Le directeur général d'Altares, Frédéric Barth, se veut néanmoins rassurant : "Au cours de ce premier semestre 2022, ce sont près de 90.000 nouvelles entreprises qui ont vu le jour chaque mois, un nombre bien supérieur à celui enregistré en 2019 (72.000 en moyenne). Cette dynamique de créations d'entreprises confirme la capacité des entrepreneurs à se projeter, en dépit d'un contexte économique difficile."

 

Les Hauts-de-France en souffrance

 

Le phénomène concerne malgré tout l'ensemble de l'Hexagone. Première région économique du pays, l'Île-de-France a vu 3.697 chefs d'entreprises perdre leur emploi sur les six premiers mois de l'année.

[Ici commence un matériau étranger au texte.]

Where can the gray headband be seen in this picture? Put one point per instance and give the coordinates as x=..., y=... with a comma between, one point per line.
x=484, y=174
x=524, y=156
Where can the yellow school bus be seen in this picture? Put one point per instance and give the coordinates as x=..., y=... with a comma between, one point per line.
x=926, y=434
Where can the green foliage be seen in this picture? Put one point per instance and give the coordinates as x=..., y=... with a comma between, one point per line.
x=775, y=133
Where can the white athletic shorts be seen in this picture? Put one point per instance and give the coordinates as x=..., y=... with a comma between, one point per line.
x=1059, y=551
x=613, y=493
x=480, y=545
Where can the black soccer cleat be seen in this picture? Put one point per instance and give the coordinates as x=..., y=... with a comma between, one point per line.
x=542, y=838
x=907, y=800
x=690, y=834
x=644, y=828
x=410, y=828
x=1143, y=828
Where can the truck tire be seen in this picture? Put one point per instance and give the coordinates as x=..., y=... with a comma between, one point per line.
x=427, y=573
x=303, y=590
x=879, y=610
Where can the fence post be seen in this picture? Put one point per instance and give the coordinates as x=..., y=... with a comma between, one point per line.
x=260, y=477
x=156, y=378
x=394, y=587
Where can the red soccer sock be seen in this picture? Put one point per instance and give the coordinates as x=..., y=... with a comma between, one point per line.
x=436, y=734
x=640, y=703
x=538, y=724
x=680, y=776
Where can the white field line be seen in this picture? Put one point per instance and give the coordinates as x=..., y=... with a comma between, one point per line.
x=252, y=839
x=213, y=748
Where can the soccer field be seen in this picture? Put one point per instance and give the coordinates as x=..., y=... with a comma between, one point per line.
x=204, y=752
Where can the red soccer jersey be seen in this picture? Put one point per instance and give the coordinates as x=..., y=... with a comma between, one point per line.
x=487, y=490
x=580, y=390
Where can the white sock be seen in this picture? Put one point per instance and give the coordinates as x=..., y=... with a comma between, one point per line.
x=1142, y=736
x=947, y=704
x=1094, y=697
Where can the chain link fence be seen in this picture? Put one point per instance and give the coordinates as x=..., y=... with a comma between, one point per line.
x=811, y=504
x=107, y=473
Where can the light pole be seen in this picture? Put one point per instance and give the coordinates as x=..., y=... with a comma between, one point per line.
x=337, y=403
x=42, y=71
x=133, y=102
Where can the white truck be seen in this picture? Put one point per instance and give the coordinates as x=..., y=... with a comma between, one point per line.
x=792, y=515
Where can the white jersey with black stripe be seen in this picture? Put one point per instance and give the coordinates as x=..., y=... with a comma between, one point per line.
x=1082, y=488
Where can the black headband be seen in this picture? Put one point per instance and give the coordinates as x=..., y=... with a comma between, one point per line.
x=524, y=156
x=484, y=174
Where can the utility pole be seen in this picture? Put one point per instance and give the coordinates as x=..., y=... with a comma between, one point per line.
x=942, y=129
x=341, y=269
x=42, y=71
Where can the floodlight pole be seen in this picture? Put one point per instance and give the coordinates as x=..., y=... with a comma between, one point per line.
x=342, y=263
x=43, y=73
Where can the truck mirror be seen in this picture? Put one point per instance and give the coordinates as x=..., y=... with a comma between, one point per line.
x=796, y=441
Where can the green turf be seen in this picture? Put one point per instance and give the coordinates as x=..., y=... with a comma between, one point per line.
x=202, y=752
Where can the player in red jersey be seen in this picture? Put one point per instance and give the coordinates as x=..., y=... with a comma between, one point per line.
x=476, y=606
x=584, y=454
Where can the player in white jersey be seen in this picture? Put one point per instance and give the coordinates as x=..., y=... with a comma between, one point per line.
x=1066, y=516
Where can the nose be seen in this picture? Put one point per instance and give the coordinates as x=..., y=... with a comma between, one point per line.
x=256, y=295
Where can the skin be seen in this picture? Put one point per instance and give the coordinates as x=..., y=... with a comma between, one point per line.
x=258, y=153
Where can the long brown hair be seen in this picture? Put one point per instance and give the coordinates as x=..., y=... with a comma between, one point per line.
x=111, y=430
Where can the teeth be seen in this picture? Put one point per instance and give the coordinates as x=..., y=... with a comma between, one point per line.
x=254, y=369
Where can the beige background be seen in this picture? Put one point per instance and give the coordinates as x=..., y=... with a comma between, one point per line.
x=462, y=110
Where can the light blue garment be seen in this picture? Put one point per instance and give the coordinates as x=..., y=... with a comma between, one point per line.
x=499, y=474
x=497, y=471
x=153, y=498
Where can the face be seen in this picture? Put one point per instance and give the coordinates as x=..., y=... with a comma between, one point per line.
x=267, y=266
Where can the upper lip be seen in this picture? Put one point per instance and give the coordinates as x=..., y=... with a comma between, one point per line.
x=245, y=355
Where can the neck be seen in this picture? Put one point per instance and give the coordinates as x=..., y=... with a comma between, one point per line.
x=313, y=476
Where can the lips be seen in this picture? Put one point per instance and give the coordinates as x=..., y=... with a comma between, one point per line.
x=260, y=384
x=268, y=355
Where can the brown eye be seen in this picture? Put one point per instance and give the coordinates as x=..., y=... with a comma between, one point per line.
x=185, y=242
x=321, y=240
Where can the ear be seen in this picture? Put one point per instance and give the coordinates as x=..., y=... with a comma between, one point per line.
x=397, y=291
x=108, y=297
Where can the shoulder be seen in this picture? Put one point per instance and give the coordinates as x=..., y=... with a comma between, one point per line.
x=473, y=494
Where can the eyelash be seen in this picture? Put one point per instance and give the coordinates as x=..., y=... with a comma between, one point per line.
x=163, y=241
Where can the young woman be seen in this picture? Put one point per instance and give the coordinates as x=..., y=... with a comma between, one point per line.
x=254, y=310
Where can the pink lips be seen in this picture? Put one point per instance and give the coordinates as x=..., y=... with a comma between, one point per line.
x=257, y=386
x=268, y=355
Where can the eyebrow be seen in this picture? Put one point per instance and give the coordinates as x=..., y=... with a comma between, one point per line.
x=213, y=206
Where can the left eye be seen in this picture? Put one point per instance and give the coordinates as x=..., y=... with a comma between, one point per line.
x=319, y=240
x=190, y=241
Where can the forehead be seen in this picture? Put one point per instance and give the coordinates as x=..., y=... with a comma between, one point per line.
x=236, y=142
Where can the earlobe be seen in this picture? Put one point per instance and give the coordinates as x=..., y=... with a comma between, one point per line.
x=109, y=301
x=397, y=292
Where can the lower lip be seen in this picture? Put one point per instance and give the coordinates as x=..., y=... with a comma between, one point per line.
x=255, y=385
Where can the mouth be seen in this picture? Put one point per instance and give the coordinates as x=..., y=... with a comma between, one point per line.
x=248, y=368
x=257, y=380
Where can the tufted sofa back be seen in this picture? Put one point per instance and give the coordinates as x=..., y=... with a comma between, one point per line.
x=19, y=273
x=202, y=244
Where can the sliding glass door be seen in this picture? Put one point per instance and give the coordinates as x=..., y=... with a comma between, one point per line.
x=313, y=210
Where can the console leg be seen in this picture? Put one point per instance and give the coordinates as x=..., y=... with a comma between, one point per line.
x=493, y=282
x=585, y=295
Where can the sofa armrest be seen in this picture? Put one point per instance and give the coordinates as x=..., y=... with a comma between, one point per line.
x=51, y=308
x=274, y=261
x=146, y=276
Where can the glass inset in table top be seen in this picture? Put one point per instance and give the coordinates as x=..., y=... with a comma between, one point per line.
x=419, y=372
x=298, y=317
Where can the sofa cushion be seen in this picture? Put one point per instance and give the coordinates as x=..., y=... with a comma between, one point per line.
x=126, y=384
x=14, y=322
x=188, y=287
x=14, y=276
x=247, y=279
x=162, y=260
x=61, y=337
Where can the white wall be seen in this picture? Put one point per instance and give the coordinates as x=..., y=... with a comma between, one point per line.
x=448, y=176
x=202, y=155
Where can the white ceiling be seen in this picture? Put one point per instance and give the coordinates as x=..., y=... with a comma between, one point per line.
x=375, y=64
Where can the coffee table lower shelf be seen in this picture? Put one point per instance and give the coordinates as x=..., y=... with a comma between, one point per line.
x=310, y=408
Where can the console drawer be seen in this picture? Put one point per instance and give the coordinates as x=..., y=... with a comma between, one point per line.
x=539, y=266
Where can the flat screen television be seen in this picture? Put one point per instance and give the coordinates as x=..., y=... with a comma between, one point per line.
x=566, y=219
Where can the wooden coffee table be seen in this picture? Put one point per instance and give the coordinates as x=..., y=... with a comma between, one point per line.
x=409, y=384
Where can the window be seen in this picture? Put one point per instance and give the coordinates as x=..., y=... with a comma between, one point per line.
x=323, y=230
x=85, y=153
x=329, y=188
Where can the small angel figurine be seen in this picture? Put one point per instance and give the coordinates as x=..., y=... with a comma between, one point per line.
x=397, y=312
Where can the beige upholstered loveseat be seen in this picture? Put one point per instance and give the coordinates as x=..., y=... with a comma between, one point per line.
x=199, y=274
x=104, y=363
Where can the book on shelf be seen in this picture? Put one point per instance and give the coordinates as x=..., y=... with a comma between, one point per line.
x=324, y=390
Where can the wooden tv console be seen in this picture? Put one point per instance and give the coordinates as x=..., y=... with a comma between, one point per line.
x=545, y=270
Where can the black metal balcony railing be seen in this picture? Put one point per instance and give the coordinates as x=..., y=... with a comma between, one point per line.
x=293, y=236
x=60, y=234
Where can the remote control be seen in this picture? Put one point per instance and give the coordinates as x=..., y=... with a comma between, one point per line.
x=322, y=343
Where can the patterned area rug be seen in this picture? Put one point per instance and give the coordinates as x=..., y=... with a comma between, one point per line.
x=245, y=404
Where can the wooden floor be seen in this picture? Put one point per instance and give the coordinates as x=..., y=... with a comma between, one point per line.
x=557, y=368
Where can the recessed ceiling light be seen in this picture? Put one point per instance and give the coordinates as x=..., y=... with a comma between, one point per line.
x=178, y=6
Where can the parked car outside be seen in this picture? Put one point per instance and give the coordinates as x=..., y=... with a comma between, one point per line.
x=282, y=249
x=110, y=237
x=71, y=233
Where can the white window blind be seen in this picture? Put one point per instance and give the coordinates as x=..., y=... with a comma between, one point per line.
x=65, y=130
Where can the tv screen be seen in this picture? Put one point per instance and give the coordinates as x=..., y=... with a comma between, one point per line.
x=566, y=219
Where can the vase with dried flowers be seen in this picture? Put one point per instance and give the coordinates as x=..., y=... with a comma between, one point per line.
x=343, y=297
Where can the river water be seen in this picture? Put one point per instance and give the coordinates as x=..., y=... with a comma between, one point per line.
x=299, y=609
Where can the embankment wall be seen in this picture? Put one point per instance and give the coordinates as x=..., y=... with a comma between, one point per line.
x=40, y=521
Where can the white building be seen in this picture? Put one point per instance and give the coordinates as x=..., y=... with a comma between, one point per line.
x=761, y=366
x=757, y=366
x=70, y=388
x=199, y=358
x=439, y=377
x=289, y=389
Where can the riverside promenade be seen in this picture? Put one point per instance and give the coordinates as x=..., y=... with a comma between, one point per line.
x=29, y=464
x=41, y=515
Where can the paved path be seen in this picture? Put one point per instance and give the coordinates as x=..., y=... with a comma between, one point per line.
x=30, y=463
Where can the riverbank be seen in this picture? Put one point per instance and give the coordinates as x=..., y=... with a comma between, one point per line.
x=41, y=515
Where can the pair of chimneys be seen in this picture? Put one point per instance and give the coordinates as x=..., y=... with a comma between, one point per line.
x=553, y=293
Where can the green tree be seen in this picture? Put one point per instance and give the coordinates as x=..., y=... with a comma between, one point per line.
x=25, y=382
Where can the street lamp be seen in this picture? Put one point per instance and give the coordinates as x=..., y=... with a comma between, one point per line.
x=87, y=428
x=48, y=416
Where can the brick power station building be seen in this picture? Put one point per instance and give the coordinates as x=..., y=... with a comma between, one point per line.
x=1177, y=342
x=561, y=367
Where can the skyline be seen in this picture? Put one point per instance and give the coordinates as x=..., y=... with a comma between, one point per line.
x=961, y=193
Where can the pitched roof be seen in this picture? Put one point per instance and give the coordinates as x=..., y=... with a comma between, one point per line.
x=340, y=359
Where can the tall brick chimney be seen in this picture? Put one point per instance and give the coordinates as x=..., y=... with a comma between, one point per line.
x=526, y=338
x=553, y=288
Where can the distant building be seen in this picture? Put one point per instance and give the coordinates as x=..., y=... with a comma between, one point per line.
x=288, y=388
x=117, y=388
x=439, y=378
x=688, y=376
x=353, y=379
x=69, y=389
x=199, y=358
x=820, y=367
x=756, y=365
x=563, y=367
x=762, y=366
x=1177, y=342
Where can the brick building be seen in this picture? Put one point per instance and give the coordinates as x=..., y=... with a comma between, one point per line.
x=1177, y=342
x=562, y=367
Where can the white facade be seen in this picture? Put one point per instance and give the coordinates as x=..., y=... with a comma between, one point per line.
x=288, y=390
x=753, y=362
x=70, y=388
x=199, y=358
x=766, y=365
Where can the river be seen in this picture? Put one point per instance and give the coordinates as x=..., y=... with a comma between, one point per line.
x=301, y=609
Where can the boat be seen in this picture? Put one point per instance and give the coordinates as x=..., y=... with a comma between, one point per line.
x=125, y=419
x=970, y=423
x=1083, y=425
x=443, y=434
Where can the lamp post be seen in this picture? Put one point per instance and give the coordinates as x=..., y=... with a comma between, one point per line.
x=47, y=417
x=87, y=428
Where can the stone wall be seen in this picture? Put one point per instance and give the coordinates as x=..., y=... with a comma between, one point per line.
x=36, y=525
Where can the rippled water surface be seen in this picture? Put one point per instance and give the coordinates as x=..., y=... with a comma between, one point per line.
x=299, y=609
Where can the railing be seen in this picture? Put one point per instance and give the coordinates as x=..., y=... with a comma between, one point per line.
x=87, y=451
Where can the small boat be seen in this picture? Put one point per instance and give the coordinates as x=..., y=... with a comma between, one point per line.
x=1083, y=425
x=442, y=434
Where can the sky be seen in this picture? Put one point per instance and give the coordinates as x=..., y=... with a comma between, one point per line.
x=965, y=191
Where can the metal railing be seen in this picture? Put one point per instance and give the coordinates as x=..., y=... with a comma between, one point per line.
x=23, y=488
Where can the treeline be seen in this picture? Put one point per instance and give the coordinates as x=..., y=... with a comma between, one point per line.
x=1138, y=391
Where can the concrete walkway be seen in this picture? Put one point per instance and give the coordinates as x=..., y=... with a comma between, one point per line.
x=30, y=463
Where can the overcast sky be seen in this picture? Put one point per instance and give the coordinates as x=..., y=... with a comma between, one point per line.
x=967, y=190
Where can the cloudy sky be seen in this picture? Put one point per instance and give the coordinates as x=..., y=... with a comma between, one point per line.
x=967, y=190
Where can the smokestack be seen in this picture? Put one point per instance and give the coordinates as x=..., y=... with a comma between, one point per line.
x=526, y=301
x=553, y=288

Un chiffre malheureusement en hausse de 10,2%, ce qui reste toutefois bien inférieur aux 28,9% enregistrés au niveau national.

 

 

Les Hauts-de-France souffrent le plus de la situation : 1.420 entrepreneurs de la région s'y sont retrouvés au chômage, alors qu'ils n'étaient que 869 un an auparavant, soit un boom de 63,4%. L'observatoire précise que "tous les dirigeants, quels que soient la taille, le chiffre d'affaires ou encore la forme juridique de l'entreprise sont impactés sur ce territoire". Avec une flambée de 43,5% (touchant 581 dirigeants) en 12 mois, la Bourgogne-Franche-Comté inquiète également.

 

L'Outre-mer (Guadeloupe, Guyane, Martinique, La Réunion) parvient à limiter la casse, avec une augmentation plus timide de 6,1% (488 cas). Seule la Corse enregistre un recul de 1,4%, 71 personnes s'étant retrouvés sans emploi.